I am trying to re-write the following using LINQ
foreach (WMCommon.Services.StakeOut.assembly ass in assemblies)
{
foreach (var agg in aggregate)
{
I am hoping that the LINQ will be much faster than nested FOREACH?
In general, LINQ isn't going to improve your performance unless you change how it works. LINQ is effectively just performing the iterations for you.

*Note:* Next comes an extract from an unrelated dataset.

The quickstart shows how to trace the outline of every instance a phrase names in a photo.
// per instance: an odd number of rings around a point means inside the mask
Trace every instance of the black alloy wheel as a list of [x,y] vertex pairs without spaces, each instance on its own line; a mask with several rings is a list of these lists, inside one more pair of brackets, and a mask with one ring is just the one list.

In this case, it appears you could just use a join to improve this overall, as this is going to give you the same effect:
var query = from WMCommon.Services.StakeOut.assembly ass in assemblies
join agg in aggregate
on new { ass.unitActn, ass.unitCode, ass.unitLength } equals new { (agg.catagory.unitActn, agg.catagory.unitCode, agg.catagory.unitLength }
select new { ass, agg };
foreach(var pair in query)
pair.ass.quantity = pair.agg.qty;
Try this:
assemblies.ForEach(a => a.quantity = (aggregate.Where(p => p.catagory.unitActn == a.unitActn && p.catagory.unitCode == a.unitCode && p.catagory.unitLength == a.unitLength).Select(s=>s.qty)));
But mind it it wouldn't be faster
Why Linq? it's unlikely to be any faster than what you've got. It's unlikely to be any simpler or easier to read or easier to debug than what you've got.

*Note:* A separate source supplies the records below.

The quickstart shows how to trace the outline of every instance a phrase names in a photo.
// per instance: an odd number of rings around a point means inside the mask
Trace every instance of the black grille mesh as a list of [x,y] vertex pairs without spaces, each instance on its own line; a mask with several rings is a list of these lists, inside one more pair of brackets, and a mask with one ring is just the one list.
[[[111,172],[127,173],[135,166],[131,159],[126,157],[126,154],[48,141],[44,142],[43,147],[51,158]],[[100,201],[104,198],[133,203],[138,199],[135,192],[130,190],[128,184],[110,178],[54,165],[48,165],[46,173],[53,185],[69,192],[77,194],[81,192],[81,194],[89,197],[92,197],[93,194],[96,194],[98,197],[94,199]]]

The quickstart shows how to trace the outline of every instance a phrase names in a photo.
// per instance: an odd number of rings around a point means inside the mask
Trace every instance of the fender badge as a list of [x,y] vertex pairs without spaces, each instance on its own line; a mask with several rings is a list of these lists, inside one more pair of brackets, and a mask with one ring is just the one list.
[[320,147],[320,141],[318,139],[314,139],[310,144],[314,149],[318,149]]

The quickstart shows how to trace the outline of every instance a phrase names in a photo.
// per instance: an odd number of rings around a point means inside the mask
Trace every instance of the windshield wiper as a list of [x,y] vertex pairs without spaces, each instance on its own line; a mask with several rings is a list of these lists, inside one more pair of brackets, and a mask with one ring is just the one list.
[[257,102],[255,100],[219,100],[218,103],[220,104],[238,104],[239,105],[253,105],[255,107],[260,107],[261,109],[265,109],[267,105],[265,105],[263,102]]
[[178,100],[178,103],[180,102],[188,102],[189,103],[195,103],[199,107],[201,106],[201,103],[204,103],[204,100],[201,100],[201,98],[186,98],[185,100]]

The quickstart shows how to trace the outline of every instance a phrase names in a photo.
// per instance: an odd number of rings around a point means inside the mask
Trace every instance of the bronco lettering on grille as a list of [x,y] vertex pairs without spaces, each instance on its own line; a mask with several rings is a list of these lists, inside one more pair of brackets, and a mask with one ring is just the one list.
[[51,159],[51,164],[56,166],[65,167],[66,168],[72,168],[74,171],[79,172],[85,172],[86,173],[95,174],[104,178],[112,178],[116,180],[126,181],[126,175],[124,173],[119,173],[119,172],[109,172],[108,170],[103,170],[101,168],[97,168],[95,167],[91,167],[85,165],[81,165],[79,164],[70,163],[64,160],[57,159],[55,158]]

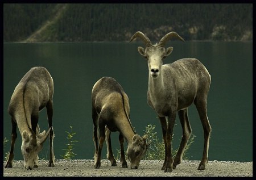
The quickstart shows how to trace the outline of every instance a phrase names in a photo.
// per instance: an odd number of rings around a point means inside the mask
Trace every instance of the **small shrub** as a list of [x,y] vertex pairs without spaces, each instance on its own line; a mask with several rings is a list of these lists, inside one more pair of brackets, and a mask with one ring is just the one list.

If you're looking to improve performance, Your nested loops run on O(mn) time, where m is the size of the assemblies collection and n is the size of the aggregates collection, so basically O(n2) time.

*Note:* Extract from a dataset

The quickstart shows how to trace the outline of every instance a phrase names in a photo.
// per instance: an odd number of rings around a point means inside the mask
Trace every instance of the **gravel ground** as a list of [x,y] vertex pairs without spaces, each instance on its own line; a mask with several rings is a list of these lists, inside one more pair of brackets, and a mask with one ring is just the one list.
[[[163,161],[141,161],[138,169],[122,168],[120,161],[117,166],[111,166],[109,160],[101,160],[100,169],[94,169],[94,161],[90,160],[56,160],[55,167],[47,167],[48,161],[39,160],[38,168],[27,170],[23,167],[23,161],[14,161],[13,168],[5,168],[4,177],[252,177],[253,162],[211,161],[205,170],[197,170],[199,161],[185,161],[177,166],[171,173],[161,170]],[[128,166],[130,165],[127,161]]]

Are the collections orderd by the key values? If so, merging the two collections by iterating over the two in lockstep will be a big win. That should bring you down to something like O(n) performance.
If they are not ordered, you can get a win by taking the aggregates collection and converting it into a lookup table like a Dictionary, prior to iterating over the assemblies collection. Then its a straight iteration over assemblies with a presumably fast lookup against the dictionary.